Scrivere per me è davvero una terapia nonché una necessità, è uno spazio di cui ho enormemente bisogno. Dentro le mie canzoni ci sono le mie giornate, le mie tristezze e le mie malinconie, ma anche i miei amori e le mie piccole felicità!

Didi e Gogo aspettano senza far nulla Godot, tu per quale obiettivo ti stai invece adoperando, con la speranza che si materializzi davanti a te?

Per la serenità! 

Me ne vado a Londra non è solo il titolo di un ep ma è anche ciò che è successo: tra i paesi in cui hai vissuto c’è anche l’Inghilterra. Dai posti che hai avuto modo di conoscere e vivere, quali sono gli insegnamenti e/o le suggestioni che porterai per sempre con te?

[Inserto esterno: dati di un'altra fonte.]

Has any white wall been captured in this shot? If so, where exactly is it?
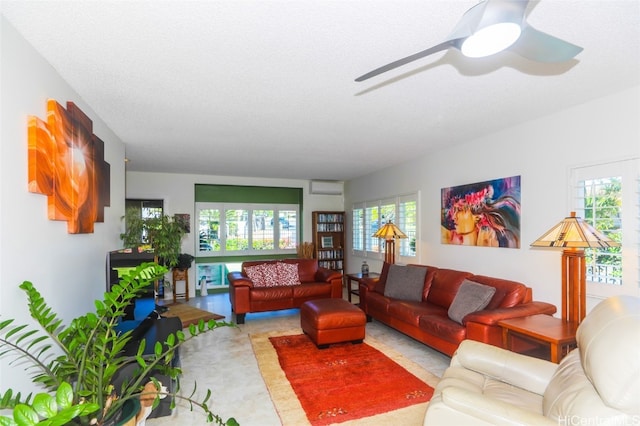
[126,172,344,297]
[345,87,640,309]
[0,17,124,391]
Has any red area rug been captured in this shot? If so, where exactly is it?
[251,334,438,426]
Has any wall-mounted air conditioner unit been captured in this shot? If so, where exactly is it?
[309,180,344,195]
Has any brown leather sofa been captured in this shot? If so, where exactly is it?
[227,259,342,324]
[359,263,556,356]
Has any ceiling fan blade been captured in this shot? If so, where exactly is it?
[508,25,583,63]
[356,40,456,81]
[447,0,529,39]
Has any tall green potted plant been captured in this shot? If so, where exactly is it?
[0,263,237,426]
[120,207,186,268]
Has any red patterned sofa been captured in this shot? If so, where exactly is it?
[359,263,556,356]
[227,259,342,324]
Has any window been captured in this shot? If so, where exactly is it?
[351,193,418,261]
[196,203,298,257]
[398,196,418,257]
[351,207,364,251]
[195,184,303,263]
[578,176,622,285]
[571,159,640,298]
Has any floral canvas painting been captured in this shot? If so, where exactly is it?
[441,176,520,248]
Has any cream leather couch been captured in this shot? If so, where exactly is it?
[424,296,640,426]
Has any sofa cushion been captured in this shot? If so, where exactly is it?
[284,259,318,283]
[447,279,496,324]
[469,275,527,309]
[388,300,447,327]
[260,263,280,287]
[384,265,427,302]
[427,268,473,309]
[244,265,265,287]
[542,349,624,425]
[276,262,300,285]
[418,309,467,345]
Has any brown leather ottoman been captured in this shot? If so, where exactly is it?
[300,299,367,349]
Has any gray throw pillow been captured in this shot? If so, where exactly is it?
[448,280,496,324]
[384,265,427,302]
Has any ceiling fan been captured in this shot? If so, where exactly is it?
[356,0,582,81]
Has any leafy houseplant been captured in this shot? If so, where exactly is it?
[0,263,237,426]
[120,208,186,268]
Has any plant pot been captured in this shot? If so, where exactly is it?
[103,398,140,426]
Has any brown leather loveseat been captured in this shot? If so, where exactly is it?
[227,259,342,324]
[359,263,556,356]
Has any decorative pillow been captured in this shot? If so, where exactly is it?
[276,262,300,285]
[384,265,427,302]
[260,263,280,287]
[244,265,265,287]
[448,280,496,324]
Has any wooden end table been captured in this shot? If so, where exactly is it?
[344,272,380,302]
[498,314,578,364]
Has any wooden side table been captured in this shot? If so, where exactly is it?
[173,268,189,303]
[344,272,380,302]
[498,314,578,364]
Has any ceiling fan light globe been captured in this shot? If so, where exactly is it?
[460,22,522,58]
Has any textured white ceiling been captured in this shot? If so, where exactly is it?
[1,0,640,180]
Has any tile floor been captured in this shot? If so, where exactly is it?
[147,294,450,426]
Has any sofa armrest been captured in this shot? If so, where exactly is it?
[451,340,558,395]
[424,387,558,426]
[360,277,380,291]
[462,302,557,326]
[227,271,253,287]
[316,267,342,283]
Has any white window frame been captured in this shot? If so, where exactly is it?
[570,158,640,299]
[351,192,420,263]
[195,202,300,257]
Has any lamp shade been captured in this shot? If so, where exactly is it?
[373,221,409,240]
[531,212,620,248]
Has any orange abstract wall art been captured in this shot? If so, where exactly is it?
[28,99,111,234]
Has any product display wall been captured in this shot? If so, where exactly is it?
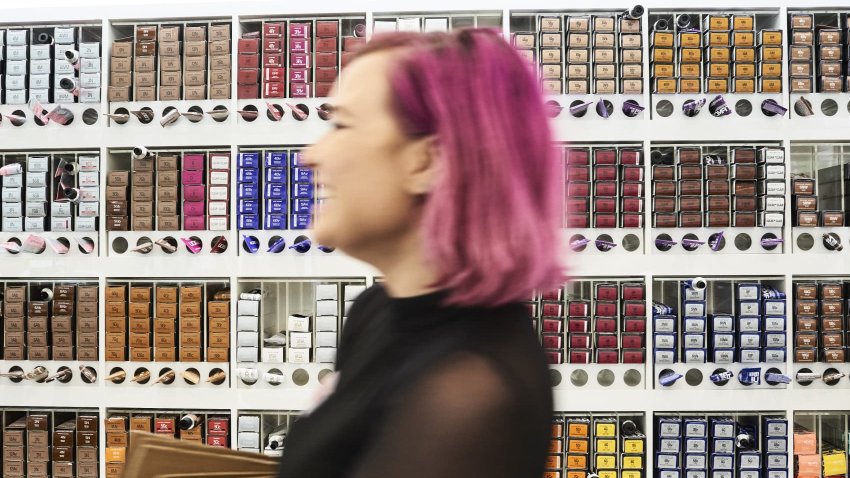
[0,1,850,478]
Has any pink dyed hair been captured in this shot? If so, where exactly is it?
[357,28,566,306]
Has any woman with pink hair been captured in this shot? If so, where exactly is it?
[279,29,564,478]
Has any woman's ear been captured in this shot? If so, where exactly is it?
[403,135,441,196]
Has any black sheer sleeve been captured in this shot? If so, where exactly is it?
[348,352,545,478]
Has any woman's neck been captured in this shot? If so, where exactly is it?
[366,231,439,297]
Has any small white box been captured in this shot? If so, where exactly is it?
[2,187,21,203]
[238,415,260,433]
[425,18,449,32]
[316,347,336,363]
[6,75,27,90]
[236,300,260,316]
[3,217,24,232]
[74,216,97,232]
[80,58,100,74]
[316,315,338,332]
[30,58,50,74]
[50,217,71,232]
[80,186,100,202]
[24,217,44,232]
[207,201,227,216]
[210,153,230,171]
[77,171,100,186]
[6,45,27,61]
[238,429,260,448]
[209,186,227,201]
[53,59,74,75]
[80,73,100,88]
[53,88,74,103]
[236,315,260,332]
[316,284,339,300]
[27,156,50,173]
[316,300,339,315]
[208,216,228,231]
[316,332,336,347]
[30,45,50,60]
[50,201,71,217]
[236,347,257,362]
[30,89,50,104]
[372,20,396,33]
[6,30,27,46]
[6,90,27,105]
[236,332,260,348]
[26,188,47,202]
[288,332,313,349]
[396,17,422,32]
[77,156,100,171]
[343,284,366,301]
[3,174,23,188]
[263,346,283,363]
[286,314,310,332]
[53,43,76,59]
[0,202,24,217]
[78,202,99,217]
[286,347,310,364]
[80,42,100,58]
[25,202,47,217]
[53,27,74,45]
[210,171,230,186]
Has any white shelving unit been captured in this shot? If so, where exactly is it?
[0,0,850,475]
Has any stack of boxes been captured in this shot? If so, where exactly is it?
[288,22,313,98]
[0,27,100,105]
[3,286,26,360]
[236,32,258,100]
[791,175,845,227]
[172,284,201,362]
[106,171,130,231]
[289,151,316,229]
[208,292,230,362]
[107,40,132,101]
[129,286,153,362]
[238,151,316,230]
[652,147,785,228]
[0,162,23,232]
[105,285,126,362]
[133,25,157,101]
[153,285,177,362]
[105,415,127,478]
[790,13,850,93]
[566,147,643,228]
[238,20,365,99]
[237,415,262,453]
[181,153,206,231]
[0,285,98,360]
[313,284,336,363]
[236,292,258,363]
[51,155,100,232]
[236,153,262,229]
[655,416,788,478]
[544,416,646,478]
[540,288,564,364]
[157,153,181,231]
[286,308,312,364]
[207,152,230,231]
[109,24,231,101]
[794,281,847,363]
[262,22,284,98]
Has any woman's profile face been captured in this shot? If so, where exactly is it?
[305,51,427,260]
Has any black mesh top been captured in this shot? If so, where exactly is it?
[278,285,552,478]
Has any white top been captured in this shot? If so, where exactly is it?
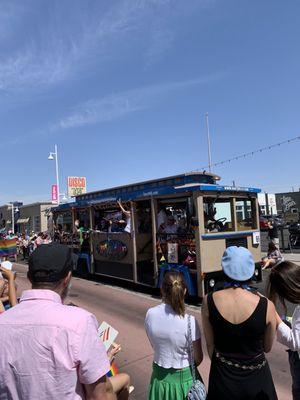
[145,303,200,369]
[277,306,300,355]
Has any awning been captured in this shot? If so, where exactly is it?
[17,218,29,224]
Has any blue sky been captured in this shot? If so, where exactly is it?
[0,0,300,204]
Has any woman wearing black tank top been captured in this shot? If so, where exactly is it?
[202,246,277,400]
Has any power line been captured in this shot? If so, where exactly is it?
[192,136,300,172]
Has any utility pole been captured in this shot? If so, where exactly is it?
[205,113,212,172]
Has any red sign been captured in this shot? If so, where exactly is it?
[51,185,58,202]
[68,176,86,197]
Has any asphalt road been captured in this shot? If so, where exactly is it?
[15,264,292,400]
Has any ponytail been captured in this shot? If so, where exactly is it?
[162,272,186,317]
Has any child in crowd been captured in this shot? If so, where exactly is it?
[262,242,284,269]
[145,272,203,400]
[202,246,277,400]
[269,261,300,400]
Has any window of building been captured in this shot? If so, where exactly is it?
[236,199,256,231]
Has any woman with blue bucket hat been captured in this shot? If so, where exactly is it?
[202,246,277,400]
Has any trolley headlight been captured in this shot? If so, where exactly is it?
[208,279,216,287]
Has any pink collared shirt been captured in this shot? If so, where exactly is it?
[0,289,110,400]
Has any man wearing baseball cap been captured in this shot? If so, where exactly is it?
[0,244,116,400]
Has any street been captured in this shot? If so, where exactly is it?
[15,257,292,400]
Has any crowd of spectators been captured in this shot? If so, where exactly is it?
[0,239,300,400]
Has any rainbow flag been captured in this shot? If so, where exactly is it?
[0,239,17,257]
[106,361,119,377]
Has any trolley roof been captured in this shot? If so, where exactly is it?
[54,172,261,211]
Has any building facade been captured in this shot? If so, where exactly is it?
[276,191,300,222]
[258,193,278,215]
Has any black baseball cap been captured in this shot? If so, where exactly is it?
[28,243,73,283]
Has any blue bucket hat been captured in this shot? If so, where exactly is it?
[222,246,255,282]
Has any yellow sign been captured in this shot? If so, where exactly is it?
[68,176,86,197]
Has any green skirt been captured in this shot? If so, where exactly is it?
[148,363,193,400]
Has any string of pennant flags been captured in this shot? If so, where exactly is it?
[192,136,300,172]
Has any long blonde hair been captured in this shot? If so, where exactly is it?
[161,272,186,317]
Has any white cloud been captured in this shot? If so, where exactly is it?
[56,73,224,130]
[0,0,213,95]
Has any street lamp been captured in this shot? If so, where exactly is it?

Per molti anni sono stato sempre in viaggio: ero una trottola. L’Inghilterra ma poi soprattutto la Cambogia, l’India, il Laos…viaggiare mi ha fatto sentire piccolissimo e mi ha fatto scoprire di essere un granello, un po’ come canto in una mia canzone.

Mi ha però fatto appassionare all’umanità e a tutte le sue sfaccettature. La passione per le alterità è nata così, in viaggio! 

Portò sempre con me la bellezza dello scoprirsi e del lasciarsi scoprire, senza muri o barriere.